How to Communicate Effectively with Stakeholders in the Design Process

June 4, 2025
 · 
2 min read

Communication: The Invisible Backbone of Design

Design isn’t just screens, flows, or test reports. Without communication, nothing sticks. It’s communication that holds the entire design process together.

I explored this idea in detail in my article “Communication as the Invisible Part of the Design Process”. As designers, we mediate — between users and business, between technology and expectations. And if we can’t explain our decisions, our designs might as well stay silent.


Designers Are Translators — of Users, Business, and Technology

It’s not just about what you create, but also how you defend and explain it.

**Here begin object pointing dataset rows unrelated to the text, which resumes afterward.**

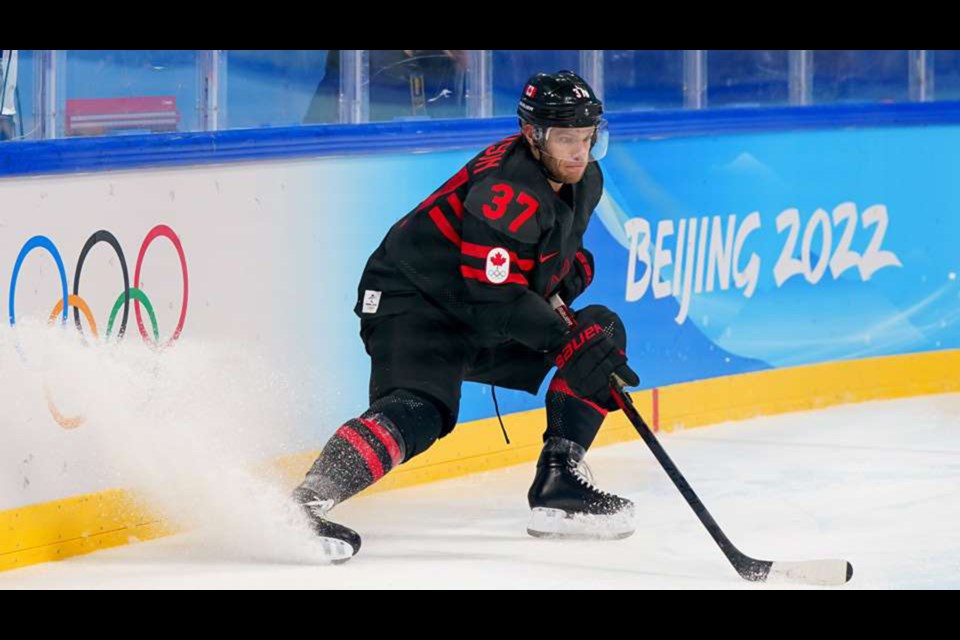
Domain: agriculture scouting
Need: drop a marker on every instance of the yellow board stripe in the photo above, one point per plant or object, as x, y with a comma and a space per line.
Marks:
77, 525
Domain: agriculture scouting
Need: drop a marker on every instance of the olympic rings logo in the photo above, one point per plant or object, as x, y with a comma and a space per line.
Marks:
121, 307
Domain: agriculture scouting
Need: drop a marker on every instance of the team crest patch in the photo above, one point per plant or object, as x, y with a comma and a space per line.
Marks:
498, 265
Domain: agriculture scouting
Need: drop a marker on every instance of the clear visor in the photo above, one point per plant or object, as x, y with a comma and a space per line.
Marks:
576, 145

Being able to articulate design decisions is a professional skill — and one that’s rarely taught in UI courses.

Even the best solution can get rejected in five minutes if no one understands why it looks the way it does.


What Do Stakeholders Really Want?

Not pixel-perfect spacing. Not button colors. They want to know:

  • Does it solve the user’s problem?
  • Can we deliver on time?
  • Does it meet business goals?
  • Can they explain it to their boss?

Your job is to answer these questions before they’re even asked.

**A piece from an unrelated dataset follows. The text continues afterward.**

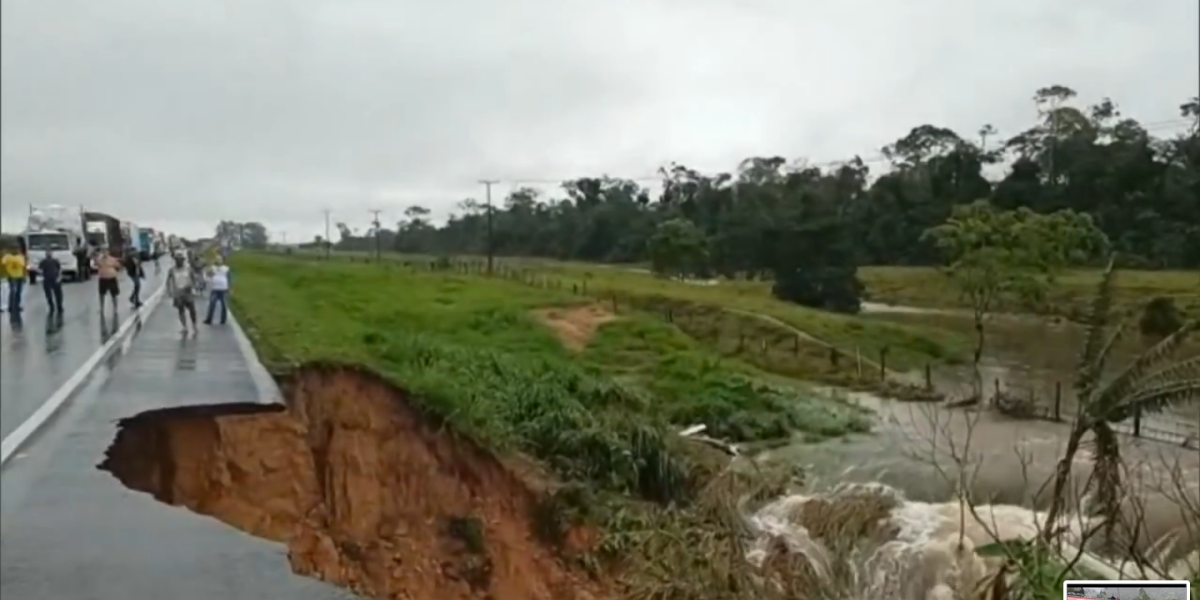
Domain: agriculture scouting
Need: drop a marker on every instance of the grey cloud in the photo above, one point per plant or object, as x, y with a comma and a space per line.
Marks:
191, 112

What I Learned from “Articulating Design Decisions”

In my book review of Articulating Design Decisions, I highlighted how this book helped me speak confidently to non-design audiences and defend my work without creating friction.

It taught me how to:

  • Handle challenging conversations without being defensive
  • Avoid jargon and explain design in plain language
  • Build trust, even in high-stakes meetings

It’s not a book about sugar-coating. It’s about making design visible and defensible — in a room full of Excel files and deadlines.


My Communication Principles as a UX Designer

🔹 Talk about the problem, not the tool
Don’t say, “I used a dropdown because of the grid.”
Say, “I wanted to reduce decision time by minimizing scrolling.”

🔹 Answer before they ask
Show the mobile version before someone wonders if it exists. Prove you’re thinking big-picture.

🔹 Don’t present. Converse.
Invite input. Ask questions. Let people feel involved — even if the final decision is yours.

🔹 Always have data — even symbolic
Cite a user quote. Reference industry stats. Show how competitors do it. Give your choices context.


If You Can’t Communicate Your Design, It Doesn’t Exist

The harsh truth? If you can’t explain your design decisions clearly, they might as well not exist.
And if no one understands why something looks the way it does — it won’t be adopted or respected.

So don’t treat communication as an “extra.”
It’s the core of your design process.
Design without communication is just a picture.